フロントウイングは、可能ならダウンフォース減らしたい場所なんじゃないですかね、ウイングカー時代や、高速オーバル走るときのインディカーなど、ほとんどダウンフォースなさそうな、あるいは省略しちゃったものすらあった。 今回の増加は、他の部分でのダウンフォースがそれほど見込めないから増やしてる面があると思う
フロントウイングでダウンフォース稼ぐってことは、それだけその後ろの気流が乱れるってことですからね。
FIAの狙い通りアウトウォッシュは減っているのですね。
しかし、アルファやフェラーリが付けているFウィングは昨年型に近いFウイングのメルセデスやレッドブルよりも発生していると解釈して良いのかなー。(エンドプレート後端に切り欠きを入れてアウトウォッシュ発生は狙っている様ですが・・・)
だれかANSYSで解析してほしいですね。
また、コーナーリング中のフロア周りの変化が2019年では大きいですね。

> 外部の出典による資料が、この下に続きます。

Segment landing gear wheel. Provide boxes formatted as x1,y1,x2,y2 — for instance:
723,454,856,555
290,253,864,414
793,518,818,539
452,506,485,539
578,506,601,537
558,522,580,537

レッドブルはこの辺りに苦しんでいるのかもですね。
うーん良い記事ですありがとうございました。
フロントタイヤ前に主についていたカスケードは、かなり急なカーブ状でした。
それが無い中での、今年のアウトウォッシュ生成は容易じゃない。
単純に横に排出したところではあまり意味が無く、ボルテックスにしなければならない。
カスケード無しでは作れませんよ。
イメージではいいところ30%ぐらいじゃないですかね。
F1テクニカルではフェラーリ型のウィング調査をするっぽいです。
https://www.f1technical.net/features/22008
Ansysでの解析でてますね。
実に興味深いですな。
これは面白いですね。画像と共に追記しておきました。
情報ありがとうございます。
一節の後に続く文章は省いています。